Scepticism: self-refuting or a contribution to knowledge?

To: Kenny S.
From: Geoffrey Klempner
Subject: Scepticism: self-refuting or a contribution to knowledge?
Date: 2 February 2006 10:05

Dear Kenny,

Thank you for your email of 24 January, with your timed essay in response to the University of London Epistemology questions,

'In what sense, if any, might philosophical scepticism be considered a contribution to human knowledge?'

''Scepticism is self-refuting because the sceptic cannot, without contradicting himself, assert that he knows that scepticism is true.' Discuss.'

Before reading your essay (I got as far as the first sentence, 'These two questions are related') I have a general point about answering essay questions.

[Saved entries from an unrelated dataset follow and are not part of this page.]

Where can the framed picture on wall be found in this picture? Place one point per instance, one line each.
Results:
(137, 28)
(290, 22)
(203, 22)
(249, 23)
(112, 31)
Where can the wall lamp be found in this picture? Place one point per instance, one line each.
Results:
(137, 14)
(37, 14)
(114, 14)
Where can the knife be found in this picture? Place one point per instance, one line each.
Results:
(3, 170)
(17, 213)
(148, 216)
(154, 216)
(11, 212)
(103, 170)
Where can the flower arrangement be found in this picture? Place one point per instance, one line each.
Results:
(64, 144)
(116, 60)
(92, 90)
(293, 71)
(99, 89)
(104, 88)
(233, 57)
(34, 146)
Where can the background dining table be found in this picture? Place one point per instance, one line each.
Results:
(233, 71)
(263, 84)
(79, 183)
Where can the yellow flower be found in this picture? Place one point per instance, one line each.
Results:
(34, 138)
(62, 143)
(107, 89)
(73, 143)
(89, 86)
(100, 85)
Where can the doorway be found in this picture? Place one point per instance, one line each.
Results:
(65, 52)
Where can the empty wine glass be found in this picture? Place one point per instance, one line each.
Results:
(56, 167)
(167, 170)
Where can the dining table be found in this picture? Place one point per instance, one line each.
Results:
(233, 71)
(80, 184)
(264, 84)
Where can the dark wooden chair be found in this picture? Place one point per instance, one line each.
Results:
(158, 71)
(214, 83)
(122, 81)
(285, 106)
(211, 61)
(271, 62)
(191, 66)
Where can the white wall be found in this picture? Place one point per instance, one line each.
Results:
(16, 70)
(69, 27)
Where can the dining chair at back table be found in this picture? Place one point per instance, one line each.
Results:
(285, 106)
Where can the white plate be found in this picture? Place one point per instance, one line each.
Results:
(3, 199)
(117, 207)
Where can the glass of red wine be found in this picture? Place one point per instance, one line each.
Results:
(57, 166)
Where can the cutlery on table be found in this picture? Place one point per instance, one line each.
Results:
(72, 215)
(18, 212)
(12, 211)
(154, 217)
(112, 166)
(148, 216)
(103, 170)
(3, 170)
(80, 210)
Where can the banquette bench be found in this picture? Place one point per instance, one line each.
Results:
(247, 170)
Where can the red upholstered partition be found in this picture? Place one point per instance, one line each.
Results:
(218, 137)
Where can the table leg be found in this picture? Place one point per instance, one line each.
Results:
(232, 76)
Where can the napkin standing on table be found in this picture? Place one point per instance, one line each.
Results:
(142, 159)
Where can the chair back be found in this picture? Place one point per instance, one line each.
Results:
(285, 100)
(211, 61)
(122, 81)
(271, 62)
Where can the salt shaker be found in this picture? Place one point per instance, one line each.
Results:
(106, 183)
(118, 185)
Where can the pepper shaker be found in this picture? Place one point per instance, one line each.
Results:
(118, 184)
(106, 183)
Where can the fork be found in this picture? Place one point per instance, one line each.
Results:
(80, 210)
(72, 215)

The questions you will be asked in the examination are specific, not general. They pose a problem in a particular way, sometimes with a particular nuance, and you will lose marks if you not respond to the question, as posed. This is one of the main disadvantages of preparing essays in advance to memorise, which some students do. Always take your time to study the question closely. Ask yourself what the examiner is getting at. Why is the question phrased in that way? Do you agree with the question, as posed? There's nothing wrong with questioning the question, telling the examiner that the question is badly formulated, or makes false assumptions, provided that this is a fair comment on the question AS posed.

You say that the questions are 'related'. Obviously, they are both about scepticism. But on the face of it they are asking quite different things. Anyway, let's see how you have got on.

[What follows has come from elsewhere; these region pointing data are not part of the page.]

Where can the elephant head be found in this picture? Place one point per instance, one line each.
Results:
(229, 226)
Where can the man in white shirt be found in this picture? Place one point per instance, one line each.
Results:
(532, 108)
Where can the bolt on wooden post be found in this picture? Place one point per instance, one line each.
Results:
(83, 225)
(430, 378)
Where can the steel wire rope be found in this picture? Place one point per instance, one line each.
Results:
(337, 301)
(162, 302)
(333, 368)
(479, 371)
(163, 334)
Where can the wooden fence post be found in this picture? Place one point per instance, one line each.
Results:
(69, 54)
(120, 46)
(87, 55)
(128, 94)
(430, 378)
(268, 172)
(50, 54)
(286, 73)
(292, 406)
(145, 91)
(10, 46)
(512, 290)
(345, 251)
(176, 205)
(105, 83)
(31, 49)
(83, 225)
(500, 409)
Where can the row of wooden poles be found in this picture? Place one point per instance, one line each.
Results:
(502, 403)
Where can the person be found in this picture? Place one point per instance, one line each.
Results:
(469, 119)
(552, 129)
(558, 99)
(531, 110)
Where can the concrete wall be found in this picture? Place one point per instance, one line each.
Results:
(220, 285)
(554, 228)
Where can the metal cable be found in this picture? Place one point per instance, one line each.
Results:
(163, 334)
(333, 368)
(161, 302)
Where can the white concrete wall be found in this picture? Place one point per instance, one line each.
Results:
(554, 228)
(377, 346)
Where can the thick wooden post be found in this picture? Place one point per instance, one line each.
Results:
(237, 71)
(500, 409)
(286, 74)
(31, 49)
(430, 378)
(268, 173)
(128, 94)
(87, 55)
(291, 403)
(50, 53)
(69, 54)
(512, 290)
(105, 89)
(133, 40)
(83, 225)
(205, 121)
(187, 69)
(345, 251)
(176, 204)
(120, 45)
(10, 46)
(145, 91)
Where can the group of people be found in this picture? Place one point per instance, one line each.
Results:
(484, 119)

Despite my reservations, you have made a good case for combining the two questions. The connecting idea here is the notion of a modest scepticism, which does not go so far as to cast doubt on our reliance on our powers of reasoning, but merely points out that the empirical justification for believing things which we previously took to be 'certain' is less than compelling.

Looking at the detail of the argument, this seems OK for things like 'knowledge that there is a table in front of me' or even 'knowledge that I am sitting in the Zephyr Cafe in San Francisco' (I wish). The Matrix scenario makes a pretty convincing argument that you cannot prove that information gained from sense perception is veridical, based only on information gained from sense perception.

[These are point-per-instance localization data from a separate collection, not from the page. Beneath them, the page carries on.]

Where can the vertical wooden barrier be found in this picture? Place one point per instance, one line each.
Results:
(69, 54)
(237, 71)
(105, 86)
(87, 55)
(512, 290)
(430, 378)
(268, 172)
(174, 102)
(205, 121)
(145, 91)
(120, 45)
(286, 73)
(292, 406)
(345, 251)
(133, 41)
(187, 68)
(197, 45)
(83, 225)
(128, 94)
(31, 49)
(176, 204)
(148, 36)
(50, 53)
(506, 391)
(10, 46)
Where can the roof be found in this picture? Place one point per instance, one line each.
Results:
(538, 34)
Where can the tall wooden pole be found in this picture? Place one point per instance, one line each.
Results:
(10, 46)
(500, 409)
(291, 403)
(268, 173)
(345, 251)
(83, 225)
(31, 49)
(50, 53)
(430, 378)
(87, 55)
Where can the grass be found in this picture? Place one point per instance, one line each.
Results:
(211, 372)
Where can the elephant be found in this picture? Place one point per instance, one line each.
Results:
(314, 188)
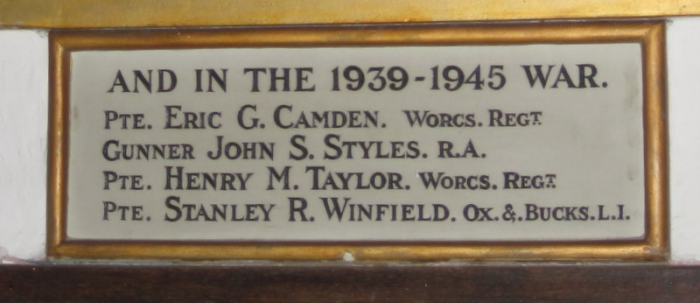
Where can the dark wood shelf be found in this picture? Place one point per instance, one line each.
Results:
(351, 283)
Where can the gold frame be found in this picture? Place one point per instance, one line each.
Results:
(186, 13)
(650, 35)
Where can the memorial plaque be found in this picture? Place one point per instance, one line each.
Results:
(402, 143)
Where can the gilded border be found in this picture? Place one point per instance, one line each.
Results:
(186, 13)
(650, 35)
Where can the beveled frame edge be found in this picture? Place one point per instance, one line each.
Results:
(650, 35)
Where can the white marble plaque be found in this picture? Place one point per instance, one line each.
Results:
(541, 142)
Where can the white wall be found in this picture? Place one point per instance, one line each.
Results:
(23, 120)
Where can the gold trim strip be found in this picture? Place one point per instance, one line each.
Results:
(186, 13)
(654, 246)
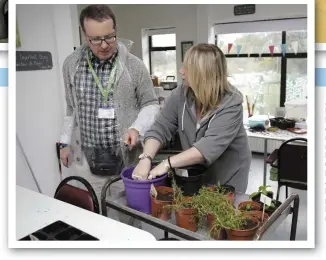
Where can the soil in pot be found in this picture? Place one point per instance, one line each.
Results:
(228, 190)
(186, 218)
(247, 232)
(249, 206)
(164, 197)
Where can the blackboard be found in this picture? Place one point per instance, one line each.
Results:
(33, 60)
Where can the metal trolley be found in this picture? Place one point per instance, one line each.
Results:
(119, 203)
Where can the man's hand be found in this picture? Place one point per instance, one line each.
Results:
(141, 171)
(158, 171)
(132, 138)
(64, 155)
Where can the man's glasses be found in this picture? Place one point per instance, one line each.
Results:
(98, 41)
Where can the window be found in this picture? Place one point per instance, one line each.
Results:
(162, 56)
(267, 79)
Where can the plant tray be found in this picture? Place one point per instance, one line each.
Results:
(297, 130)
(60, 231)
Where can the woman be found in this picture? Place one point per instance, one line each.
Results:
(208, 115)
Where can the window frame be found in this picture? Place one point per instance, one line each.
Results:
(151, 49)
(288, 55)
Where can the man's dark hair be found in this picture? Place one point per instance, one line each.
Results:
(98, 13)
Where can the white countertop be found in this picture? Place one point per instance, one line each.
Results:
(35, 211)
(279, 135)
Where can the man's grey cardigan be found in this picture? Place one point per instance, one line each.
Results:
(136, 104)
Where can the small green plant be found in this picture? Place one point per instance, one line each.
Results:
(248, 207)
(179, 201)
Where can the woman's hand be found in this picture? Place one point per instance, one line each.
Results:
(159, 170)
(142, 170)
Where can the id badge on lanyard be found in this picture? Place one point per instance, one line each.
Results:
(104, 112)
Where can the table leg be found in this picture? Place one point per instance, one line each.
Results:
(294, 218)
(265, 157)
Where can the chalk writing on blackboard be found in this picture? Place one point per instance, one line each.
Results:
(33, 60)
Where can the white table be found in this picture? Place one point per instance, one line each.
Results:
(35, 211)
(279, 135)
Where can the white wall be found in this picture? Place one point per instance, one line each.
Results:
(40, 94)
(192, 22)
(2, 28)
(224, 14)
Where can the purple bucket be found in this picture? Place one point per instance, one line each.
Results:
(138, 192)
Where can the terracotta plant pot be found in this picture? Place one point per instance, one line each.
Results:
(258, 215)
(164, 198)
(249, 206)
(186, 218)
(244, 234)
(210, 219)
(218, 235)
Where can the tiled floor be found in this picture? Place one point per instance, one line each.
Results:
(255, 180)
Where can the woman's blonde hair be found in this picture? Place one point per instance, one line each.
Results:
(206, 69)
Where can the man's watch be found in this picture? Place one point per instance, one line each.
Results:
(144, 156)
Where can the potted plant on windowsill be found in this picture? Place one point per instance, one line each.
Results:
(274, 205)
(264, 189)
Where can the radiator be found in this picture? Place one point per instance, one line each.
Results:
(257, 145)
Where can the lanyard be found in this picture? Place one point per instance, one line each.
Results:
(104, 92)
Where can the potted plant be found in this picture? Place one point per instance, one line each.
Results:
(274, 205)
(258, 215)
(242, 227)
(226, 219)
(264, 189)
(249, 206)
(185, 213)
(163, 197)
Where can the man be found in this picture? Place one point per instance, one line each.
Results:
(110, 101)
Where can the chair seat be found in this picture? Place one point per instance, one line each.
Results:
(75, 196)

So far so good. But then you consider the far more radical idea (as you acknowledge) that memory itself cannot be trusted. If that is the case, then the question is how far does that go. In the previous sentence I used the words 'case', 'question', 'go'. How confident am I that the meanings I now attach to those terms are the meanings I attached to them a moment ago? If that question can be raised, then the very ability to construct arguments and reason are impugned. I no longer 'know' what I am saying or why. A pretty desperate situation I think you'll agree.

That's the thing about scepticism. Once you start on the sceptical path it's difficult to find a sufficient reason to stop. What this thought suggests is that, whereas a detached 'healthy scepticism' might well contribute to human knowledge, determined scepticism is a different case altogether.

But there is another possible take on this. Suppose one could find a dialectical argument refuting 'determined' or strong scepticism. Then that would be a contribution to human knowledge, because it would become a valuable part of philosophical theory.

So the next question is, Does the 'self-refuting' argument do this? You have already argued that the self-refuting argument does not work against modest scepticism. But what about strong scepticism? I don't think it works here either, because (as explained in the Pathways unit which I sent you) the strong sceptic can say: 'Either nothing is knowable or I know just one thing: that the argument for strong scepticism is valid.' The strong sceptic does not have to make a claim. He just gives his argument then shuts up. If you try to say anything, he wags his finger.

Final question: what would be an argument which successfully refuted strong scepticism? I am not going to answer that because that is not what the question asked for. There are clues in the Pathways unit.

I like the clear way you write. There is good evidence here that you are thinking hard about the issues.

One work which I would strongly recommend is 'On Certainty' by Ludwig Wittgenstein. It is the last piece of philosophy he ever wrote and one of his best. Wittgenstein is not hugely popular amongst contemporary analytic philosophers, but if you can get into this it will give you an edge. Barry Stroud's 'The Significance of Philosophical Scepticism' is still probably the best mainstream work on the problem of scepticism. You could also look at Peter Unger's provocatively titled book, 'Ignorance'.

A couple of years ago, I visited my old school in Hampstead, London and gave a talk on philosophical scepticism. There is a brief account of my talk in my first Glass House Philosopher notebook:

You should definitely buy Robert Nozick 'Philosophical Explanations' which contains a seminal treatment of the problem of knowledge. The concept of 'tracking the truth' which you will come across in various writings on this topic is Nozick's. Another book to buy is Thomas Nagel 'The View From Nowhere'.

Why not do some more reading - more challenging this time - and write something on the connection between the problem of scepticism, and the question, 'What is knowledge?' (or, 'Is knowledge justified true belief?'). If you have received your study pack then you can pick an exam question. If not, let me know and I will give you a selection of questions to choose from. Tackle ONE question this time.